International meeting on coffee gives Kenya a chance to market its produce

Coffee Sector Implementation Reforms (CSIR)
Coffee Sector Implementation Reforms (CSIR) chairman Joseph Kieyah. FILE PHOTO | NMG 

Coffee marketers and buyers from different parts of the world are expected to continue trickling into the country, where preparations for the 123rd International Coffee Organisation meeting is underway.

Among those who have arrived include a team from Nebraska State, US who visited Kilimo House on Thursday. They also met deputy president, William Ruto and are due to have another meeting with the Council of Governors. The event is slated for March 25 to 29 next year.

“We have so many activities happening here now since the ICO executive director visited Kenya. We expect more marketers and buyers to continue coming to make deals with farmers,” Coffee Sector Implementation Reforms (CSIR) chairman Joseph Kieyah told the Sunday Nation.

He said after the country was granted the opportunity to host members of the International Coffee Council (ICC) by the ICO, it shed some light on importance of Kenya’s coffee.

“Kenya is now the focus and everyone in the world who matters in coffee wants to come here,” Prof Kieyah who had hosted the ICO executive director, Jose Sette said in a telephone interview.


ICC is the highest authority of the ICO and meets in March and September every year to discuss coffee matters. In September the council converged in Mexico. And Prof Kieyah who led the Kenyan team lobbied to have the council members congregate in Kenya for the first time.

Kenya will now be the third country to host the event after Ethiopia and Cote d’Ivoire.

During his visit, the ICO executive director, Jose Sette described Kenya’s coffee as highly sought after in the world market, though he decried low production experienced over the years.

Increasing the coffee output appeared to be his main concern. To achieve this, Mr Sette urged stakeholders in the industry to work together with the view of increasing production for the benefit of the smallholder farmer who produces most of the coffee.

The ICO boss visited Nyeri and Kirinyaga counties and held talks with the two governors, Mutahi Kahiga and Anne Waiguru respectively.
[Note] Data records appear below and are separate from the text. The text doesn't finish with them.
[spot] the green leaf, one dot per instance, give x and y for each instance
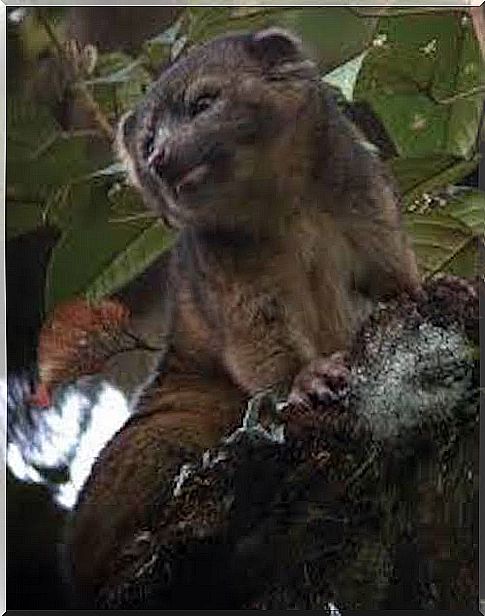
(121, 75)
(139, 254)
(333, 35)
(120, 83)
(97, 254)
(447, 241)
(423, 78)
(344, 77)
(429, 174)
(468, 206)
(22, 218)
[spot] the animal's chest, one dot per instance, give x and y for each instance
(298, 293)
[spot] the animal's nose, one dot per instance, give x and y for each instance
(158, 161)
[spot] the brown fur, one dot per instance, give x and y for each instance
(281, 252)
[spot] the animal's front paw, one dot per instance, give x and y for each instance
(323, 382)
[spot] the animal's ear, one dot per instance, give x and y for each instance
(274, 46)
(124, 145)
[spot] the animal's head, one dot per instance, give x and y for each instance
(216, 129)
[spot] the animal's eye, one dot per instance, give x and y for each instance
(202, 103)
(149, 145)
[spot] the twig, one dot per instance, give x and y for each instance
(84, 96)
(478, 20)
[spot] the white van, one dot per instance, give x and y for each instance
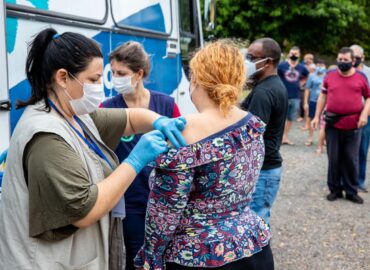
(168, 30)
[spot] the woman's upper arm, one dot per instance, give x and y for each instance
(111, 124)
(60, 191)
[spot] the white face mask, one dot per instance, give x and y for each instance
(251, 67)
(91, 99)
(123, 84)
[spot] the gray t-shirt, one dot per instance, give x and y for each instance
(60, 191)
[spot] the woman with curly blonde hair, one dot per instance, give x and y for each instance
(199, 212)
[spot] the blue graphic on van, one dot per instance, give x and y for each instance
(165, 74)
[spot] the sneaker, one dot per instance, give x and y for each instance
(363, 189)
(354, 198)
(332, 196)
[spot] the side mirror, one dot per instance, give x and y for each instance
(210, 14)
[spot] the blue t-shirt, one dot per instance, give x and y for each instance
(314, 84)
(291, 78)
(136, 196)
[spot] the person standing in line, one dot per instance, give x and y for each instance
(269, 101)
(343, 92)
(365, 136)
(293, 74)
(312, 92)
(130, 65)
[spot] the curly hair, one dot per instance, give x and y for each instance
(219, 69)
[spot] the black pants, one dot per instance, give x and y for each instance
(262, 260)
(133, 232)
(343, 151)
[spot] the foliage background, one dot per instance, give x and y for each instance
(321, 27)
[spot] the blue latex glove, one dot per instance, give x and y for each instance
(146, 150)
(3, 156)
(171, 128)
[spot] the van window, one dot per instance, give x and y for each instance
(80, 9)
(148, 16)
(189, 31)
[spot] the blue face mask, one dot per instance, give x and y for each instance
(320, 70)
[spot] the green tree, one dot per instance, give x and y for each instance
(321, 26)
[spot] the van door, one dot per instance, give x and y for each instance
(4, 93)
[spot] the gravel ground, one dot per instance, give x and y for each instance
(310, 232)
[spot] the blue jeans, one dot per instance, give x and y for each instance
(265, 193)
(364, 147)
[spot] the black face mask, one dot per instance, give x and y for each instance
(293, 58)
(358, 61)
(344, 66)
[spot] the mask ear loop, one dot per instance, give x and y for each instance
(259, 61)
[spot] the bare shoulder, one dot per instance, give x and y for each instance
(191, 130)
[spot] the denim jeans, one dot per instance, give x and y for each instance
(265, 193)
(364, 147)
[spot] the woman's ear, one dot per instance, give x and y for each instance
(61, 76)
(140, 74)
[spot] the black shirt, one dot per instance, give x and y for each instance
(269, 101)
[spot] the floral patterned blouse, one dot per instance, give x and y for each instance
(198, 211)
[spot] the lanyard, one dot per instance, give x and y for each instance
(89, 142)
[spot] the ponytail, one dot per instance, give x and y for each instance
(34, 68)
(50, 51)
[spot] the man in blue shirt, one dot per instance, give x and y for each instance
(293, 74)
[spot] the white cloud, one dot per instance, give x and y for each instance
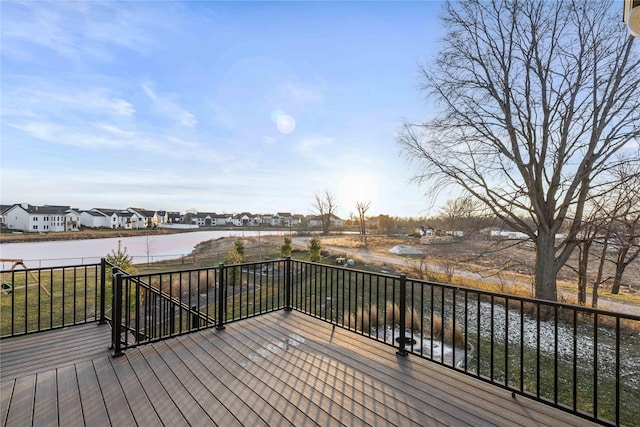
(166, 106)
(30, 99)
(315, 145)
(96, 27)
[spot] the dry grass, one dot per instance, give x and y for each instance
(392, 314)
(412, 321)
(450, 333)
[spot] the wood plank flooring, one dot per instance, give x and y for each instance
(284, 368)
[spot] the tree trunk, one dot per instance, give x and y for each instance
(546, 267)
(583, 260)
(620, 267)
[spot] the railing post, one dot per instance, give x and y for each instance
(103, 287)
(117, 315)
(403, 315)
(222, 288)
(287, 284)
(195, 321)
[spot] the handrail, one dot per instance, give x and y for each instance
(579, 359)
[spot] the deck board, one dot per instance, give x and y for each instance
(117, 406)
(153, 388)
(71, 345)
(69, 404)
(283, 368)
(20, 410)
(45, 407)
(6, 390)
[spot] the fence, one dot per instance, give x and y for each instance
(156, 306)
(584, 361)
(39, 299)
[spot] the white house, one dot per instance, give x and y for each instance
(316, 221)
(210, 219)
(42, 219)
(242, 219)
(145, 218)
(95, 219)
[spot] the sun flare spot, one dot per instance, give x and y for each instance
(284, 122)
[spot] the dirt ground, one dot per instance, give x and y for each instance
(493, 260)
(489, 257)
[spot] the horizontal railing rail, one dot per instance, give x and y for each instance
(40, 299)
(156, 306)
(582, 360)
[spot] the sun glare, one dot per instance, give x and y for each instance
(357, 188)
(284, 122)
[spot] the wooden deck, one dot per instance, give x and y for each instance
(277, 369)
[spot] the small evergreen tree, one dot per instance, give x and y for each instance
(121, 259)
(315, 247)
(234, 256)
(239, 245)
(285, 250)
(124, 262)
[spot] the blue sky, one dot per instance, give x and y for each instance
(217, 106)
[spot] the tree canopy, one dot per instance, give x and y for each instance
(535, 100)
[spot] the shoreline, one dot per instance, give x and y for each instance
(7, 236)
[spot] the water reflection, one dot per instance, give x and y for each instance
(74, 252)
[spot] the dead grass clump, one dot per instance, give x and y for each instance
(392, 314)
(351, 321)
(453, 333)
(436, 332)
(412, 321)
(374, 318)
(362, 319)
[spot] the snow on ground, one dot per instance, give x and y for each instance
(405, 250)
(585, 345)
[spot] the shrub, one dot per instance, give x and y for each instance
(315, 248)
(392, 314)
(286, 248)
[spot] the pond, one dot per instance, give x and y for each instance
(89, 251)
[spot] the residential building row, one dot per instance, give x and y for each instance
(51, 218)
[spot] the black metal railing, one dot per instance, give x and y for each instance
(39, 299)
(156, 306)
(582, 360)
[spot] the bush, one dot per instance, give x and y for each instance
(315, 248)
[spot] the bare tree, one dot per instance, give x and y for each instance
(324, 205)
(535, 99)
(625, 228)
(462, 214)
(362, 208)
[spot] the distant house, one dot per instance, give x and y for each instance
(42, 219)
(173, 218)
(145, 217)
(95, 219)
(316, 221)
(132, 218)
(242, 219)
(3, 209)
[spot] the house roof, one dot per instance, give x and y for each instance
(47, 209)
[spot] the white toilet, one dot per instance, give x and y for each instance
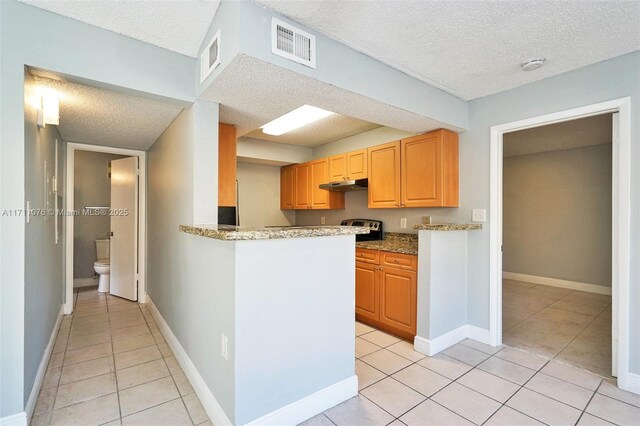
(101, 265)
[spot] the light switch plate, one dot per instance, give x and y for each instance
(479, 215)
He also held talks with the Agriculture Cabinet Secretary, Mwangi Kiunjuri and the Council of Governors, among other senior Government officials.

The team of marketers from Nebraska State have also visited Kirinyaga and expressed the will to buy coffee from the county.

Governor Waiguru has announced plans to package coffee from the county and seek direct market overseas. And she recently visited Italy with officials of coffee co-operatives in Kirinyaga to look for markets for their beans.

During the interview with this writer, Prof Kieyah said: “What we are encouraging overseas buyers to do is to buy coffee directly from farmers instead of selling it through the Nairobi Coffee Auction.”